I don't see it mentioned yet so I'll note that we use a CloudMap for internal routing and an ALB for "external" (in our case simply intra/inter-VPC) communication. I didn't read in depth, but I think this article describes it.
AWS Cloud Map is a managed solution that lets you map logical names to the components/resources for an application. It allows applications to discover the resources using one of the AWS SDKs, RESTful API calls, or DNS queries.
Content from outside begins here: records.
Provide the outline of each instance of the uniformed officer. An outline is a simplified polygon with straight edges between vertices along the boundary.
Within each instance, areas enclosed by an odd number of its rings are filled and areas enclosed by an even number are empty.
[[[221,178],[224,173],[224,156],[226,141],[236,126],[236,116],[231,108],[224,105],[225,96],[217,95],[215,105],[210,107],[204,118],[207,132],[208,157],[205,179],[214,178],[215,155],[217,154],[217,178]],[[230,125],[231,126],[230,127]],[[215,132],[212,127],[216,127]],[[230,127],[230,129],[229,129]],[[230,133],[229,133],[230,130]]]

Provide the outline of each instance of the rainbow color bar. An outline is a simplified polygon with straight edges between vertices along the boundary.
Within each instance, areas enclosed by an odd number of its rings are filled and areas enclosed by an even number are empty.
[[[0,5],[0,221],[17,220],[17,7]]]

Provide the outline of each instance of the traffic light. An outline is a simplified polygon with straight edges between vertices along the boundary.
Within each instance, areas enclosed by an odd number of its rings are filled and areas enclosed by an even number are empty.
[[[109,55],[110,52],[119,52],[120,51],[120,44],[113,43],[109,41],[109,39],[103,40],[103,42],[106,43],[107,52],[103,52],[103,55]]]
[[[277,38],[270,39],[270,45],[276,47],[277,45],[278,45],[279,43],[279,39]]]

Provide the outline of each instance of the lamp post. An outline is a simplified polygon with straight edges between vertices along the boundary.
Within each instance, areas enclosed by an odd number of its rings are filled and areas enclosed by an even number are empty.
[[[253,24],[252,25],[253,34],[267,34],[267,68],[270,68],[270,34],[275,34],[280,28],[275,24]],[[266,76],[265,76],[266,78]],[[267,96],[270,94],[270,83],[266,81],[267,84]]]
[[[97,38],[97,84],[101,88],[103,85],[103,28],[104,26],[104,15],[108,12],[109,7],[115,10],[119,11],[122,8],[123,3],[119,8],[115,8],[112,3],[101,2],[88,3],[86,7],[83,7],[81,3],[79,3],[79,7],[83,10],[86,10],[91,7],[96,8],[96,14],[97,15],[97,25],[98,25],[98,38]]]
AWS Cloud Map serves registered resources, which can be Amazon DynamoDB tables, Amazon Simple Queue Service (SQS) queues, any higher-level application services that are built using EC2 instances or ECS tasks, or using a serverless stack.
...
Amazon ECS is tightly integrated with AWS Cloud Map to enable service discovery for compute workloads running in ECS. When you enable service discovery for ECS services, it automatically keeps track of all task instances in AWS Cloud Map.
You want to look at AWS Security Groups.
A security group acts as a virtual firewall for your instance to control inbound and outbound traffic.
For each security group, you add rules that control the inbound traffic to instances, and a separate set of rules that control the outbound traffic.
Even more specific to your use-case though might be their doc on ELB Security Groups. These are, as you may expect, security groups that are applied at the ELB level rather than the Instance level.
Using security groups, you can specify who has access to which endpoints.